← Back to Timeline

Unsupervised Decomposition and Recombination with Discriminator-Driven Diffusion Models

Foundational AI

Authors

Archer Wang, Emile Anand, Yilun Du, Marin Soljačić

Abstract

Decomposing complex data into factorized representations can reveal reusable components and enable synthesizing new samples via component recombination. We investigate this in the context of diffusion-based models that learn factorized latent spaces without factor-level supervision. In images, factors can capture background, illumination, and object attributes; in robotic videos, they can capture reusable motion components. To improve both latent factor discovery and quality of compositional generation, we introduce an adversarial training signal via a discriminator trained to distinguish between single-source samples and those generated by recombining factors across sources. By optimizing the generator to fool this discriminator, we encourage physical and semantic consistency in the resulting recombinations.
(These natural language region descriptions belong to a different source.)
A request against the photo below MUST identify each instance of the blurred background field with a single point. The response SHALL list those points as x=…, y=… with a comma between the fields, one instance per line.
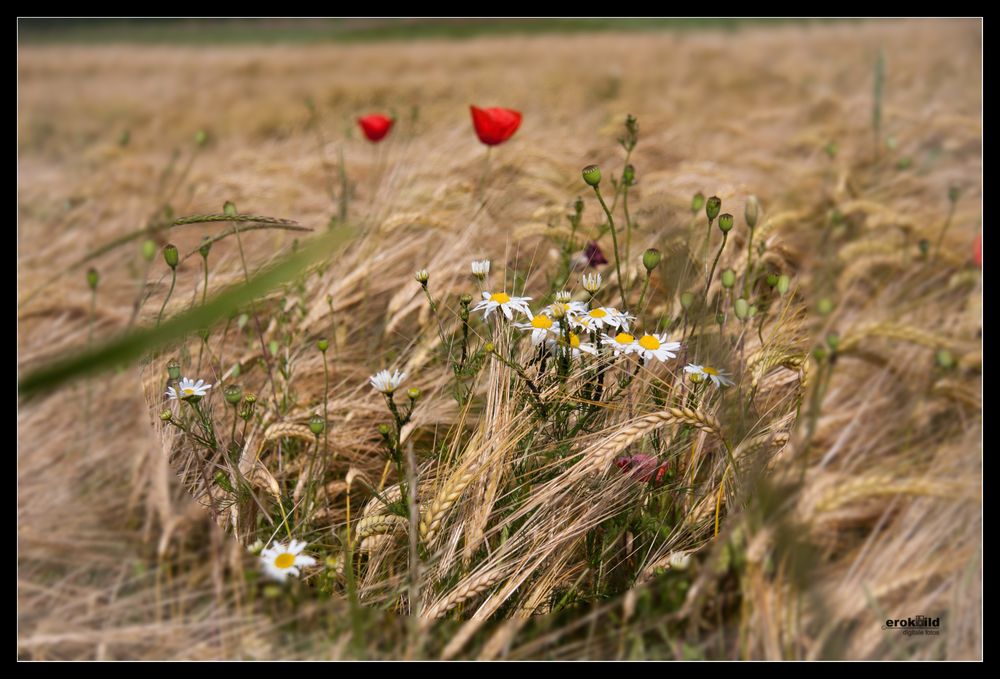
x=116, y=561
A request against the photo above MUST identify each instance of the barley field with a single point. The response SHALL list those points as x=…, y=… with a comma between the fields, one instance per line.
x=720, y=398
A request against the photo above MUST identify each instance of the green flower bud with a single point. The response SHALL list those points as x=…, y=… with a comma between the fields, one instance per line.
x=651, y=259
x=752, y=211
x=945, y=359
x=728, y=277
x=783, y=284
x=171, y=256
x=317, y=424
x=726, y=223
x=592, y=175
x=742, y=309
x=148, y=250
x=712, y=208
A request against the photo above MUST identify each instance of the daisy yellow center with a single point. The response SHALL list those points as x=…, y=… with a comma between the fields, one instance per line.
x=649, y=342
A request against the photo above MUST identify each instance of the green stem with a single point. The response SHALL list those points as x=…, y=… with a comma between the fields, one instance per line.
x=614, y=240
x=173, y=281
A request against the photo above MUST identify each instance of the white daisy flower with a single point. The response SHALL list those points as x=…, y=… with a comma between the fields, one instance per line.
x=656, y=346
x=719, y=378
x=481, y=269
x=575, y=344
x=188, y=389
x=387, y=382
x=600, y=317
x=279, y=561
x=622, y=343
x=591, y=282
x=541, y=326
x=570, y=309
x=504, y=302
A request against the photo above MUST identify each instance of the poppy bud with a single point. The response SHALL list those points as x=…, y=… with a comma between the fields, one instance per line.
x=592, y=175
x=171, y=256
x=752, y=211
x=317, y=424
x=726, y=223
x=233, y=394
x=783, y=283
x=742, y=309
x=651, y=259
x=728, y=277
x=712, y=208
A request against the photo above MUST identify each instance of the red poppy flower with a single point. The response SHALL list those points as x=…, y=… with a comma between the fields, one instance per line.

Our method outperforms implementations of prior baselines on CelebA-HQ, Virtual KITTI, CLEVR, and Falcor3D, achieving lower FID scores and better disentanglement as measured by MIG and MCC. Furthermore, we demonstrate a novel application to robotic video trajectories: by recombining learned action components, we generate diverse sequences that significantly increase state-space coverage for exploration on the LIBERO benchmark.

Concepts

diffusion models compositional latent recombination disentangled representations discriminator-guided diffusion representation learning generative adversarial networks generative models variational autoencoders reinforcement learning loss function design active learning

The Big Picture

Imagine looking at a portrait photograph. Your brain effortlessly separates it into components: face, lighting, background. Nobody tells you where one ends and another begins. Teaching an AI to do the same, entirely without labels, is one of machine learning’s longest-standing puzzles: unsupervised disentanglement.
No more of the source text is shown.